En 1964, le futur meilleur poste 5 de tous les temps s’appelle Lew Alcindor, il n’a que 17 ans, et vit à Harlem. Il connait une première expérience qui le marquera et le conditionnera pour le reste de sa vie. Le 18 juillet, deux jours après le meurtre de James Powell, un jeune afro-américain par un policier, une marche pacifiste de protestation s’organise pour dénoncer les violences policières. La tension grandit et finit par dégénérer en de violentes altercations. Les quartiers de Harlem et Bedford-Stuyvesant s’embrasent pendant six jours. Se concluant par des centaines de blessés, et un mort. Lorsque la situation se calme, Martin Luther King Jr. arrive à New York et encourage les revendications pacifistes. Entre les déclarations idéalistes de MLK, et la réalité violente de la société, Alcindor constate un paradoxe qui le perturbera comme des milliers d’autres jeunes dans sa situation.

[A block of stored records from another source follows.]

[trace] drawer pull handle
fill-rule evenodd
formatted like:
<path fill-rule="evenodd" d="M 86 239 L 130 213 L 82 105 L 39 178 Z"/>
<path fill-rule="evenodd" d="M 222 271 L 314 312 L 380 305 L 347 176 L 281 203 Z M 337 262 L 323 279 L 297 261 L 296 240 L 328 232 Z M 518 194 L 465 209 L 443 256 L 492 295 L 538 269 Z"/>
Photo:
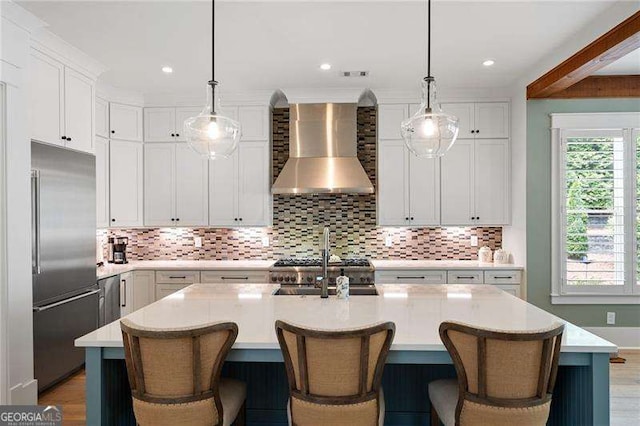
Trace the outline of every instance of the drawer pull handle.
<path fill-rule="evenodd" d="M 184 279 L 186 279 L 187 277 L 186 277 L 186 276 L 184 276 L 184 275 L 183 275 L 183 276 L 181 276 L 181 277 L 170 275 L 170 276 L 169 276 L 169 278 L 171 278 L 172 280 L 178 280 L 178 279 L 179 279 L 179 280 L 184 280 Z"/>
<path fill-rule="evenodd" d="M 478 277 L 474 277 L 473 275 L 458 275 L 456 277 L 459 280 L 477 280 Z"/>
<path fill-rule="evenodd" d="M 220 277 L 223 280 L 248 280 L 249 277 Z"/>
<path fill-rule="evenodd" d="M 512 280 L 513 279 L 513 277 L 511 277 L 511 276 L 509 276 L 509 277 L 501 277 L 499 275 L 496 275 L 493 278 L 495 278 L 496 280 Z"/>
<path fill-rule="evenodd" d="M 406 277 L 396 277 L 397 280 L 424 280 L 425 277 L 411 277 L 411 276 L 406 276 Z"/>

A l’orée de la saison 1966-67, Lew est le prospect basket le plus connu du pays. Toutes les universités veulent s’accaparer les services du phénomène. A tel point que certaines écoles ségrégationnistes du sud du pays sont prêtes à aller à l’encontre de la barrière de la couleur imposée dans leurs établissements. C’est finalement chez les Bruins de UCLA à Los Angeles, qu’Alcindor débarque. Résultat, de 1966 à 1969, le natif de New York remportera trois titres de champion de suite, il sera élu trois fois meilleur joueur universitaire, et considéré encore aujourd’hui comme le plus grand joueur NCAA de l’Histoire. Durant ces trois années, Loulou développera son légendaire skyhook, suite à l’interdiction d’user du dunk selon les instances de la ligue universitaire. Une règle nommée Alcindor Rule. Ce changement de règlement, sera d’ailleurs vu par KAJ comme une décision implicitement à l’encontre des jeunes basketteurs afro-américains, alors de plus en plus nombreux dans les rangs des équipes universitaires, et qui usaient davantage du dunk que leurs coéquipiers blancs.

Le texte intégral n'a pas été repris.